FILE - In this June 1942 file photo, Philadelphia Athletics pitcher Dick Fowler poses for photos in Philadelphia. Memories came rushing back for Candice Ballouli when she heard about the no-hitter by Seattle’s James Paxton against Toronto. The only other major league hitter pitched by a Canadian was by her father. Dick Fowler accomplished the feat for the Athletics against the St. Louis Browns at Shibe Park in a doubleheader nightcap on Sept. 9, 1945. (AP Photo/Jules Schick, File)

A look at the other Canadian no-hitter: Dick Fowler’s 1945 gem for the Athletics

TORONTO — The memories came rushing back for Candice Ballouli when she heard about Canadian pitcher James Paxton’s performance for the Seattle Mariners on Tuesday night in Toronto.

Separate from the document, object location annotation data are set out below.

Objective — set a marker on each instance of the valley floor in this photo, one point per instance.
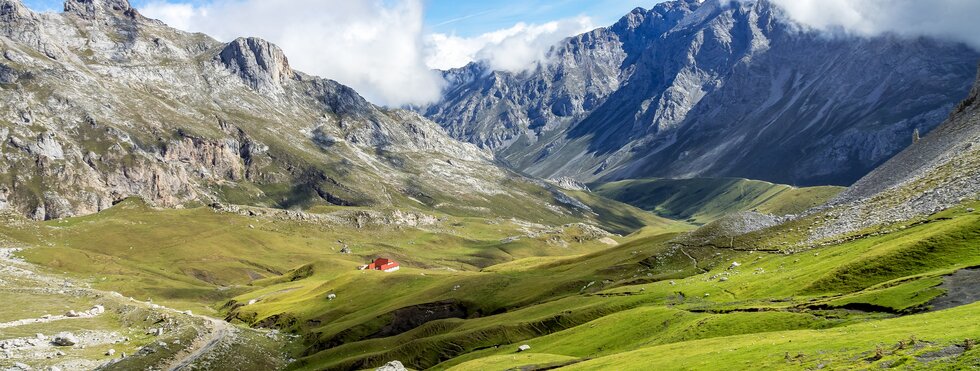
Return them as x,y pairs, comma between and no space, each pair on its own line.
471,291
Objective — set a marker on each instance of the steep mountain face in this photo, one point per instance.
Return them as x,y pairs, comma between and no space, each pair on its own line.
100,103
712,88
935,173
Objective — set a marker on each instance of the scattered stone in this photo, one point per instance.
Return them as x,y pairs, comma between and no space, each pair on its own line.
392,366
65,339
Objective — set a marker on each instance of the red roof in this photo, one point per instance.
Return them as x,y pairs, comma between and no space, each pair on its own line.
382,264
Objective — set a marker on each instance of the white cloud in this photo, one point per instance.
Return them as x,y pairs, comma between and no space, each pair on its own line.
374,46
511,49
949,19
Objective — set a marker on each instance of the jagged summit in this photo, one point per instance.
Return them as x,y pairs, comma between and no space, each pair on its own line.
712,88
101,104
92,9
262,64
13,11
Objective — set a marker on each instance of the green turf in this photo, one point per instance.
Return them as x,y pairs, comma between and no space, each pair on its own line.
579,303
702,200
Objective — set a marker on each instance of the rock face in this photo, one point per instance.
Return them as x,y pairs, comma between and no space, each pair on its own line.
938,172
99,103
263,65
709,88
65,339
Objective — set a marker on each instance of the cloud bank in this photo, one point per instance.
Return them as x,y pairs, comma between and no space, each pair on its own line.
947,19
378,47
511,49
374,46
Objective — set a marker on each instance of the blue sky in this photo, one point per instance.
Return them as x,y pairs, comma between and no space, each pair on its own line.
473,17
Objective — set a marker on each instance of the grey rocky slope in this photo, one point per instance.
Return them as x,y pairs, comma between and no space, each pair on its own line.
99,103
934,174
693,88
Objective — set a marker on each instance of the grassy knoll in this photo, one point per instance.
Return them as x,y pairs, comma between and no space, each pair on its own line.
701,200
470,293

She thought back to the time she had spent with her father — Richard (Dick) Fowler — the only other Canadian to throw a no-hitter in the major leagues. Fowler, who had a 10-year career with the Philadelphia Athletics, held the St. Louis Browns hitless in a 1-0 win at Shibe Park in September 1945.

Paxton allowed three walks in a 5-0 win over the Blue Jays at Rogers Centre. The home and road broadcasters frequently weighed in on his Canadian roots during the game and often included details on Fowler’s performance from nearly 73 years ago.

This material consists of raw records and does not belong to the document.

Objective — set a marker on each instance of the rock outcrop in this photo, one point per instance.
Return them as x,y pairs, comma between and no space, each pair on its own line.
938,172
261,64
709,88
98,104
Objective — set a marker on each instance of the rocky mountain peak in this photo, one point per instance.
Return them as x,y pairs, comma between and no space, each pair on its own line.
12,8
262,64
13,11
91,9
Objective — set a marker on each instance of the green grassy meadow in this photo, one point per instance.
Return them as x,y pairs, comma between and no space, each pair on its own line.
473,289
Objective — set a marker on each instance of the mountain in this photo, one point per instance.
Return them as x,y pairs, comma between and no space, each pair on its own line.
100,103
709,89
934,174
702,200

“I didn’t sleep much last night because everybody was just letting me know,” Ballouli said. “It was very heartwarming and really emotional.”

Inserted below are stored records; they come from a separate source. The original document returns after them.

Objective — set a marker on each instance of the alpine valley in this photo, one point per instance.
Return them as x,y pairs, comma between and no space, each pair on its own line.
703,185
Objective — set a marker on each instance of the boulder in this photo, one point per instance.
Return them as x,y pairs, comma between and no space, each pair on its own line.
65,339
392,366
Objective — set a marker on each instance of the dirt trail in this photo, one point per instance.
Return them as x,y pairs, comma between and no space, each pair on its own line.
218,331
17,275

Ballouli was a toddler when Fowler was wrapping up his big-league career. Reached Wednesday in Santa Clara, Calif., she recalled the fond memories of being bounced on her father’s knee and playing catch with him after he retired.

She heard from a number of friends and family members once Paxton completed the feat.

“It’s just amazing,” she said. “I was surprised that it hadn’t been done since ‘45. It made it really special.”

Unlike Paxton, Fowler was in the dugout when his no-hitter was completed. He allowed four walks over nine hitless innings before Irv Hall drove in Hal Peck for a 1-0 walkoff victory.

“It was a wonderful feeling when we got that one run,” Fowler said in the St. Louis Post-Dispatch game story. “I got a thrill all over.”

The six-foot-five right-hander played for the Toronto Maple Leafs of the International League in 1940 before the Athletics purchased his contract later in the year. He made four starts for Philadelphia in 1941 and made 31 appearances the following season, including one game where he pitched 16 innings in a 1-0 loss.

The Toronto native served with the Canadian Army for about three years during the Second World War before returning to the Athletics in 1945. He made two relief appearances before tossing the no-hitter in front of 16,755 fans in Game 2 of a double-header that breezed along in just one hour 15 minutes.

Lou Finney gave Fowler a scare in the top of the ninth inning that day with a deep drive to right field that was foul. In the bottom half, Peck led off with a triple and scored on Hall’s single to centre field off hard-luck Browns starter Ox Miller.

“When he threw his no-hitter, that was his first game back (as a starter),” Ballouli said. “That was always special to me.”

Fowler, who settled in Oneonta, N.Y., was a workhorse for the Athletics, throwing at least 200 innings per season from 1946-49.

He finished his career with a 66-79 record and 4.11 earned-run average over 221 appearances (170 starts).

“They have his no-hitter ball in the Hall of Fame in Cooperstown, which was always something special when I took the grandkids to go see that,” Ballouli said. “That was always a special memory too.”

Fowler was 51 when he died in 1972.

He was posthumously inducted into the Canadian Baseball Hall of Fame in 1985.